Spohr hofft, dass substanziell geringere (und flexiblere) Personalkosten die Investoren bei der Hauptversammlung, also vor allem Thiele, gnädig stimmen würden. Doch niemand wagt eine Prognose darüber, wie die Verhandlungen ausgehen könnten. Für Lufthansa geht es darum, einigermaßen wettbewerbsfähige Kosten zu haben, wenn der Luftverkehr wieder, wenn auch auf deutlich niedrigerem Niveau als 2019, in Gang kommt. Und es geht darum, wie 22 000 der 138 000 Vollzeitstellen abgebaut werden können, ohne dabei im großen Stil Leute entlassen zu müssen.

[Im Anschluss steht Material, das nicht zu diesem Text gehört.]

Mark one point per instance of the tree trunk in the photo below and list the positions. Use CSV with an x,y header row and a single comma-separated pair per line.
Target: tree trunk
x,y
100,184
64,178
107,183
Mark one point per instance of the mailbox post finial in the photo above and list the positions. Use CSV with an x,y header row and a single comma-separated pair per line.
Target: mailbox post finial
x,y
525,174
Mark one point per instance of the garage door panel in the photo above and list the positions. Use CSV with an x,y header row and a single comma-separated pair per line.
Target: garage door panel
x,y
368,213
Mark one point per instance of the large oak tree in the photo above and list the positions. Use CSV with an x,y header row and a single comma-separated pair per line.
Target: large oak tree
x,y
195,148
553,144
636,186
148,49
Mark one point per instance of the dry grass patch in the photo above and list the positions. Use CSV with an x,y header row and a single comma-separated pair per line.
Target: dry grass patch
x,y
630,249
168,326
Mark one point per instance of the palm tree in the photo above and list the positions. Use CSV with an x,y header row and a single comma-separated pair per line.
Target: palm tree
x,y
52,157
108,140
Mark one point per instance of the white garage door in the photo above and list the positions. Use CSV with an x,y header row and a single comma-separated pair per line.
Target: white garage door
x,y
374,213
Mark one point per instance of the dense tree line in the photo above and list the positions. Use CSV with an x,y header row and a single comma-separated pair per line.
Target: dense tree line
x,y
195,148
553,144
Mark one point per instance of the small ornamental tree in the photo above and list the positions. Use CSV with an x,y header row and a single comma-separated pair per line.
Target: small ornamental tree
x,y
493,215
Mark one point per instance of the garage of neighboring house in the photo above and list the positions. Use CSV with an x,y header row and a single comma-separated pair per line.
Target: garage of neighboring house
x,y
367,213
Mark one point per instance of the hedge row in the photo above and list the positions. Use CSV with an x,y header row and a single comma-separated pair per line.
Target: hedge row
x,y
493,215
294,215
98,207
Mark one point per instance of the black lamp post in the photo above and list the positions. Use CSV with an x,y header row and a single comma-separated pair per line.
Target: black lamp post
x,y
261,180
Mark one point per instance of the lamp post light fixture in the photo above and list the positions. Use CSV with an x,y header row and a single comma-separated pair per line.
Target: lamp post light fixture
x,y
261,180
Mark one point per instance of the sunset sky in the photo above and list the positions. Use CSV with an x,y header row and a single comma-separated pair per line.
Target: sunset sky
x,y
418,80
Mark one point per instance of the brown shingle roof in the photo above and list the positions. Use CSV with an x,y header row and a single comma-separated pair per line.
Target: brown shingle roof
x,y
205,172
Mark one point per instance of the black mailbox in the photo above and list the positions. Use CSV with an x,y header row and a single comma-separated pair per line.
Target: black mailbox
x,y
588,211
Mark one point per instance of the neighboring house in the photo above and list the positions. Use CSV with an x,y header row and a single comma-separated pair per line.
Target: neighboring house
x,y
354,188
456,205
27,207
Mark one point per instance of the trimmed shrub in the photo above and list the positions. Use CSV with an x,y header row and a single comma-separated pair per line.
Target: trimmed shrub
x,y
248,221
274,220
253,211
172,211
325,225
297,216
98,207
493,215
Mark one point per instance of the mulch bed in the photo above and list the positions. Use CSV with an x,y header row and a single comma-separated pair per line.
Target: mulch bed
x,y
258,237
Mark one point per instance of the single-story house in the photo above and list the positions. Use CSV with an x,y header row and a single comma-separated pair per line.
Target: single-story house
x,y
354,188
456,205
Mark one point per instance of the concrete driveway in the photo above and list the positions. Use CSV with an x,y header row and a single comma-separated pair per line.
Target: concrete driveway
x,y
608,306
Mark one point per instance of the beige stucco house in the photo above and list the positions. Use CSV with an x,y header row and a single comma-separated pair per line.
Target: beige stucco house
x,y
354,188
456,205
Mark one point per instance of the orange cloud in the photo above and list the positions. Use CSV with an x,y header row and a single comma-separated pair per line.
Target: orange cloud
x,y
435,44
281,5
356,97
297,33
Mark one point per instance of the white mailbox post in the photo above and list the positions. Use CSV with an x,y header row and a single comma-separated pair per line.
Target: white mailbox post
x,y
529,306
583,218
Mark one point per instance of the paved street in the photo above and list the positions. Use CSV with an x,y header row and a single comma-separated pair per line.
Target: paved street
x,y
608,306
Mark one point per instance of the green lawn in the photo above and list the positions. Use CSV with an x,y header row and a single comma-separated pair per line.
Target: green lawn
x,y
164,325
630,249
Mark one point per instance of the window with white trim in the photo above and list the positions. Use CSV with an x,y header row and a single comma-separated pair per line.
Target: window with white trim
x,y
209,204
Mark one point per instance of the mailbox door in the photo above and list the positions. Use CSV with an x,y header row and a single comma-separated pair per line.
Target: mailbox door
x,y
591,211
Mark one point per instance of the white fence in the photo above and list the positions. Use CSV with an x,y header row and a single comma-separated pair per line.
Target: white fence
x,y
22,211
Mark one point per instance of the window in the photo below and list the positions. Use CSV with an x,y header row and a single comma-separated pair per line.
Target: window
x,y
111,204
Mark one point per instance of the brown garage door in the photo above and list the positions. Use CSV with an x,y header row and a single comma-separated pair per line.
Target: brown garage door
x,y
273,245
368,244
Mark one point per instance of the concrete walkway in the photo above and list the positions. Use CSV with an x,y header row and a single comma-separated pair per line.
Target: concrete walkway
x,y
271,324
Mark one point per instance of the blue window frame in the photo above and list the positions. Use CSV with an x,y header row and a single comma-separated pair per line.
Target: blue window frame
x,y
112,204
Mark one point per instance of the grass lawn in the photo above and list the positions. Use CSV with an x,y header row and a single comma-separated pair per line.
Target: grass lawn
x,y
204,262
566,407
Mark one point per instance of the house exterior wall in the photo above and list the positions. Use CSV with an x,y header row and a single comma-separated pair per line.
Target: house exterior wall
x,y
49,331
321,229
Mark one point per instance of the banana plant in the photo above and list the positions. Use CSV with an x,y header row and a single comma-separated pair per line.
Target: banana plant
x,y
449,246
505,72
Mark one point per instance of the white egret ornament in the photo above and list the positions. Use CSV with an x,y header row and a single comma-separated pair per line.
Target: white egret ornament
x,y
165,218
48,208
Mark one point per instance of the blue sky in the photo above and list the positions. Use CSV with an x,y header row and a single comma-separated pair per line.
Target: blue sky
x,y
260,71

Neben den üblichen Mitteln wie einem Einstellungsstopp und Vorruhestand ging es in den Verhandlungen vor allem darum, dass quasi flächendeckend Teilzeit und damit niedrigere Gehälter eingeführt werden sollten. Doch dem Vernehmen nach lagen die beiden Seiten auch zuletzt noch ziemlich weit auseinander. Die Piloten behaupten, sie hätten Einsparungen von 45 Prozent angeboten. Ihre Rechnung beinhaltet aber künftige Gehaltserhöhungen, Gewinnbeteiligungen und Überstunden. Rechnet man dies heraus, bleibt nach Angaben aus Konzernkreisen nur ein einstelliger Prozentsatz übrig - aus Unternehmenssicht viel zu wenig. Und während die Piloten angesichts üppiger Gehälter Spielraum hätten, zeitweise auf einen zweistelligen Prozentanteil ihres Einkommens zu verzichten, haben die Flugbegleiter und Bodendienstler kaum oder zumindest deutlich weniger Spielraum.